Hughes nodded grimly as he considered the evidence. The Twins' 7-4 loss to the Yankees, Hughes finally had to admit, was "a step in the right direction."

Um. What?

"I felt good early. I felt like my stuff and my command was miles ahead of my last two starts," the righthander said after his former team handed the Twins their eighth loss in 10 games. "I can take that away from it."

He makes a good case, actually. Hughes faced the minimum 12 hitters through four innings, threw 10 first-pitch strikes, and appeared to have found the form that carried him to six straight wins earlier this year, the command that helped him post a 1.62 ERA in May. In the fifth, with the Twins holding a 2-0 lead, Mark Teixeira and Brian McCann led off with singles, but Hughes wasn't concerned as he faced Carlos Beltran. Maybe he should have been.

"I figured I'd try to get a ground-ball double play right there, and throw a two-seamer down and away. It just caught too much of the plate," Hughes said. It was, he shrugged, "the one mistake of the game."

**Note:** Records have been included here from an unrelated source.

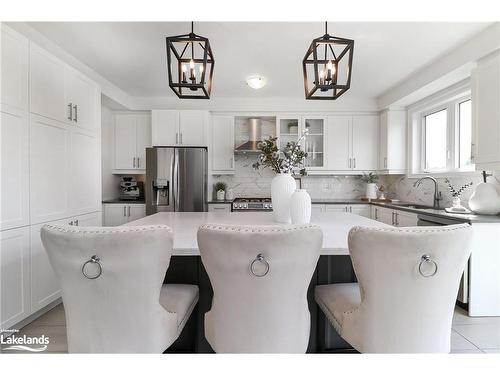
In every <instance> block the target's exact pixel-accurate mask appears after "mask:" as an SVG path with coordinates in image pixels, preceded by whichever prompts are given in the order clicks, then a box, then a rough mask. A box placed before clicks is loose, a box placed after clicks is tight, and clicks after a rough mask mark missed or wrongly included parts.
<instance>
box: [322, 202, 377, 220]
mask: <svg viewBox="0 0 500 375" xmlns="http://www.w3.org/2000/svg"><path fill="white" fill-rule="evenodd" d="M312 212H347V213H352V214H355V215H359V216H364V217H368V218H369V217H370V206H369V205H367V204H313V205H312Z"/></svg>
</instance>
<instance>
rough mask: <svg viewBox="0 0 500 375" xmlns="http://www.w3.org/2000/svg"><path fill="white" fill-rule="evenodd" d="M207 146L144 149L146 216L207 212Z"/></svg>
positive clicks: (159, 147) (144, 189)
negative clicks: (176, 213)
mask: <svg viewBox="0 0 500 375" xmlns="http://www.w3.org/2000/svg"><path fill="white" fill-rule="evenodd" d="M207 170H208V161H207V149H206V148H203V147H154V148H147V149H146V186H145V189H144V190H145V194H146V215H152V214H155V213H157V212H204V211H207Z"/></svg>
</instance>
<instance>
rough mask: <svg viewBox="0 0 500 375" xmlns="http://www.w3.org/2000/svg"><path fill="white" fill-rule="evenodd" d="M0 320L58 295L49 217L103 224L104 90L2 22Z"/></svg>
mask: <svg viewBox="0 0 500 375" xmlns="http://www.w3.org/2000/svg"><path fill="white" fill-rule="evenodd" d="M1 38H2V40H1V66H2V70H1V74H2V76H1V97H0V112H1V132H0V146H1V149H0V152H1V170H2V172H1V173H2V175H1V203H0V207H1V219H0V231H1V232H0V241H1V248H0V251H1V254H0V259H1V263H0V267H1V273H0V274H1V304H0V306H1V313H0V317H1V321H0V328H1V329H8V328H11V327H15V326H16V325H18V324H19V323H20V322H22V321H23V320H25V319H26V318H28V317H29V316H30V315H32V314H34V313H36V312H37V311H38V310H40V309H42V308H44V307H46V306H47V305H49V304H50V303H52V302H54V301H55V300H57V299H58V298H59V297H60V288H59V285H58V283H57V280H56V279H55V277H54V273H53V270H52V268H51V266H50V263H49V262H48V258H47V255H46V253H45V250H44V249H43V246H42V245H41V242H40V229H41V227H42V226H43V225H44V224H46V223H49V222H52V223H62V224H70V223H72V224H76V223H80V224H81V225H96V226H99V225H101V219H100V218H101V214H100V212H99V211H101V163H100V150H101V131H100V127H101V125H100V117H101V116H100V108H101V105H100V88H99V87H98V85H97V84H96V83H94V82H93V81H92V80H90V79H88V78H87V77H86V76H84V75H83V74H81V73H80V72H78V71H76V70H75V69H73V68H71V67H70V66H68V65H66V64H65V63H64V62H63V61H61V60H59V59H58V58H57V57H56V56H53V55H52V54H50V53H49V52H47V51H45V50H44V49H42V48H40V47H39V46H37V45H36V44H35V43H33V42H32V41H30V40H29V39H27V38H26V37H25V36H24V35H22V34H20V33H18V32H16V31H15V30H13V29H11V28H10V27H8V26H6V25H5V24H2V26H1Z"/></svg>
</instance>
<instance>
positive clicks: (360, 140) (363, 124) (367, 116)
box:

Certainly the biggest, most monumental one, because it landed more than 400 feet away in the deepest part of the ballpark. Suddenly, Minnesota's lead was a one-run deficit, and Hughes' streak of 32â…” innings without allowing a home run was history. Two batters later, rookie third baseman Zelous Wheeler, called up earlier in the day to make his major league debut, smashed a Hughes fastball into the Yankees' bullpen, his first career hit. "Not knowing much about him, I'm going to challenge him," Hughes explained.

In the seventh, Hughes struck out Beltran and got ahead of Ichiro Suzuki 1-2 but missed with three straight backdoor cutters for a walk. Wheeler then blooped an inside pitch for a hit, and Ryan hit a double-play grounder — except it hugged the third-base line for a double.

Hughes was removed, two more runs scored after he left, and suddenly a game in which he felt in control all night had morphed into a stat-sheet nightmare. Cruel game.

"All of a sudden, it's seven runs and that's the way it goes," Hughes said, who has allowed 17 runs in his past three starts, an 8.05 ERA. "Stuff-wise, I feel pretty good. It's a matter of making [fewer] mistakes."

The biggest one, he admitted, is timing — giving up a homer to Beltran is no sin, but doing it with two runners on "completely turns the game around." (Beltran's home run, incidentally, gave him 367 for his career, moving him past Lance Berkman and into fourth place on the career list among switch-hitters. Only Mickey Mantle (536), Eddie Murray (504) and Chipper Jones (468) have more.)

Tanaka, even the less-than-sharp version who showed up Thursday, was a master of avoiding that mistake. The Japanese righthander gave up four runs and nine hits, both season highs, but never gave up more than one run in an inning, holding the Twins to 1-for-6 with runners in scoring position.

"He's got great stuff, a lot of pitches. That splitter is unbelievable, it goes a lot of different ways. His fastball is underrated," Twins manager Ron Gardenhire said of Tanaka, who at 12-3 became the major leagues' first 12-game winner. "He's tough, and he knows what he's doing out there."